De outro modo, no contexto do Norte da Itália, a pesquisadora Andrea Muehlebach (2013) procura destacar em seu trabalho porque algumas características do neoliberalismo são tão atraentes para muitos católicos. O que percebe a partir de seu contexto de observação é que “A tentativa do catolicismo de infundir o mundo contemporâneo com amor (caridade ou caritas). A igreja não considera o amor uma emoção humana. Em vez disso, o amor é uma expressão do divino”. Há, a partir de sua análise dois argumentos centrais para entender como esse sentimento opera na relação com o catolicismo. Pode operar incitando uma ética de “justiça distributiva”, no sentido de que esse amor é utilizado como justificativa para agir contra o sofrimento através da boa ação, e os pobres são feitos de objetos de amor para receber esses atos bondosos. Portanto, o sentimento de amor destacado pela autora é também corolário de outros valores - caridade, compaixão, voluntarismo que não alteram o status da pobreza, mas reforçam ainda mais a desigualdade social (Cf. Muehlebach, 2013. p. 454). Por outro lado, o amor direcionado aos pobres também pode ser compreendido como uma forma de solidariedade mantida através da caridade. Em ambos os casos não se percebe alteração do status social do indivíduo, mas uma dependência, seja em relação as pessoas que têm atos bondosos ou aos Padres que promovem a caridade como um valor religioso.
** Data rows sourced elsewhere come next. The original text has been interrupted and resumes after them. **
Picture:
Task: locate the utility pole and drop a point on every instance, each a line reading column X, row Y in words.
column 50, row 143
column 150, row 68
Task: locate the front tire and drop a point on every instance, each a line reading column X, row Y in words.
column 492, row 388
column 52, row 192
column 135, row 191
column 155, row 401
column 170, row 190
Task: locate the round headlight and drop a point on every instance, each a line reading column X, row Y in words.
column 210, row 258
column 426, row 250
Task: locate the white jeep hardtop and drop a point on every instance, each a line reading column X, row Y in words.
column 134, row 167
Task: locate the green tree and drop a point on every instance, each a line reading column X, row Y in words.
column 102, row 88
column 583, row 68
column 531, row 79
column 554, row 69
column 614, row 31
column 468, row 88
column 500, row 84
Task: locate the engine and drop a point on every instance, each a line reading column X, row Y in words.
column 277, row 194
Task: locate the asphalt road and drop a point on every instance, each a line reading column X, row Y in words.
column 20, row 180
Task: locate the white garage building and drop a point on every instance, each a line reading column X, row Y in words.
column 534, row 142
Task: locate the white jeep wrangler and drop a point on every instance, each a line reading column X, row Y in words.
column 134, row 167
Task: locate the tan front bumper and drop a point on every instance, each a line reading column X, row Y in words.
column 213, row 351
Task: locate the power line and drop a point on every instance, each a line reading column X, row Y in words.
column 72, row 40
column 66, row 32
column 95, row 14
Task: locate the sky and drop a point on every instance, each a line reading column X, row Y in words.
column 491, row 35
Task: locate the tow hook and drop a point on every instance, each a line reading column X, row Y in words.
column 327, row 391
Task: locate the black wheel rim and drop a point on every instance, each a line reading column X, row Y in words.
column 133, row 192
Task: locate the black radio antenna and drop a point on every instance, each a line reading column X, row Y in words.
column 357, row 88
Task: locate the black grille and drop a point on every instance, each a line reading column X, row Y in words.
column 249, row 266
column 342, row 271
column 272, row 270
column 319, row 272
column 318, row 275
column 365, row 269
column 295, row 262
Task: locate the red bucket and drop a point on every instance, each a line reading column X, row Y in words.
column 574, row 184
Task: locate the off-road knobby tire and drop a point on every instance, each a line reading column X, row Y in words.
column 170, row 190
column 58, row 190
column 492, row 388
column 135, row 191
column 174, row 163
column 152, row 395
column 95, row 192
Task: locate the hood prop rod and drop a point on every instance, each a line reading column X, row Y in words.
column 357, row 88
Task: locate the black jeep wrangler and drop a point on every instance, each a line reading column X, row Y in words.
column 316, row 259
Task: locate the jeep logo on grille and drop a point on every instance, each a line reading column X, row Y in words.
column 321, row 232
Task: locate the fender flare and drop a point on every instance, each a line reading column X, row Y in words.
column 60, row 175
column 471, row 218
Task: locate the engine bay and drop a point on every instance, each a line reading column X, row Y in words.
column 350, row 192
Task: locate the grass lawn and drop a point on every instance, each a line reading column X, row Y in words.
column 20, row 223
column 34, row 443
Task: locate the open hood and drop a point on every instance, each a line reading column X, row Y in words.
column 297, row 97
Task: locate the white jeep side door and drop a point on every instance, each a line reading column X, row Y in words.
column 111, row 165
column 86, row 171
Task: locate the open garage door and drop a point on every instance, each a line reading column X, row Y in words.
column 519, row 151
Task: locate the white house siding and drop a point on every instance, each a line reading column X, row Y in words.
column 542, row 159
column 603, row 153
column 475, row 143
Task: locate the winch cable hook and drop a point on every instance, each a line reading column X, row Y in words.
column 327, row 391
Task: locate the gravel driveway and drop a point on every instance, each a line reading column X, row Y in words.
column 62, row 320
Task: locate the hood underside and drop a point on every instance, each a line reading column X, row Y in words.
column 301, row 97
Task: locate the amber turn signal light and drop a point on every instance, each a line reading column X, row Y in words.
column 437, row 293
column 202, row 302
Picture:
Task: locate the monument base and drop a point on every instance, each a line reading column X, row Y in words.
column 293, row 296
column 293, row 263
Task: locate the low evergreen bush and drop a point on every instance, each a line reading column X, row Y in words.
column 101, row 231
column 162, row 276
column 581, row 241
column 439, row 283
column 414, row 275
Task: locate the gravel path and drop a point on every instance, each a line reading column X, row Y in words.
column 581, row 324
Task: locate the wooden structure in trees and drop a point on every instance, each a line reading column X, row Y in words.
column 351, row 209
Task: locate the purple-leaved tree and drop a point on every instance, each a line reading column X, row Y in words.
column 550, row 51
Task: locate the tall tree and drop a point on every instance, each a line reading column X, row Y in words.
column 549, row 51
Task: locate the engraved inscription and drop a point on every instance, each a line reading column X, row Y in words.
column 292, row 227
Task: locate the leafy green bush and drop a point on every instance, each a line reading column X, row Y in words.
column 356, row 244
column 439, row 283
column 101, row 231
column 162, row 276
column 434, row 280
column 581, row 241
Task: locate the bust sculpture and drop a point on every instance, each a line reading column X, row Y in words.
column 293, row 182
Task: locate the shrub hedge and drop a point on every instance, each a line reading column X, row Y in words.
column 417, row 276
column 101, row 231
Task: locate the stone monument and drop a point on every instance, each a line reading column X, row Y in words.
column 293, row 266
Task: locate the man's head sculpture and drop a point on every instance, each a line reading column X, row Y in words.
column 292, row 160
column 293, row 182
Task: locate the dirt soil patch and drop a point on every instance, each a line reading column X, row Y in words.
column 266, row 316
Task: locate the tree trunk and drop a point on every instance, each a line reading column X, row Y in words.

Os dois exemplos, da Síria e da Itália, foram trazidos aqui para destacar a expansão da Igreja Católica através das diferentes sociedades, dando destaque ao seu papel social frente as desigualdades. Segundo Boff o que a Igreja faz é “uma opção preferencial pelos pobres como

expressão de sua fidelidade ao Evangelho e ao clamor dos oprimidos”, sua crítica vai além, “não se trata só ser para o povo, mas caminhar com o povo e fazer o próprio povo andar e chegar a sua própria humanização” (Boff, 1994, p. 64). Há, no entanto, desafios que se apresentam a partir da presença cristã no território indiano: Ser uma Igreja atuante diante do cenário de desigualdade; preservar a unidade do evangelho, e dialogar com os vários públicos (hindus, muçulmanos, Budistas, Jainistas, Sikhis, etc).

De acordo com Mosse o catolicismo principalmente no sul da Índia se tornou um recurso social de tomada de consciência, desafio cultural e mobilização política vinculado a luta dos Dalits para desmantelar a hierarquia das castas hindu, tornando-se, dessa forma, parte de uma luta por reconhecimento e de voz política entre uma identidade cultural Dalit. (Cf. Mosse, 2017, p. 114). De fato, a partir do meu trabalho de campo, pude observar que o Catolicismo não só contribuiu, no Sul, para ressignificar a experiência Dalit no contexto indiano, mas entre as tribos indígenas do Norte também representou uma mudança significativa para incentivar, educar e mobilizar as populações indígenas a estudar, procurar emprego e lutar pela garantia de seus direitos sociais e políticos. Essa Igreja parece condizer em muitos aspectos com a fala do Padre Vincent e com uma Igreja que se sustenta a partir do público desfavorecido. No entanto, essa preocupação da Igreja com a sobrevivência das populações Dalits e tribais atrelada à prática social, não só dá sentido à forma de atuação da Igreja Católica nesse contexto, bem como, visa discutir o porquê desta vontade de empoderar como parte da prática religiosa.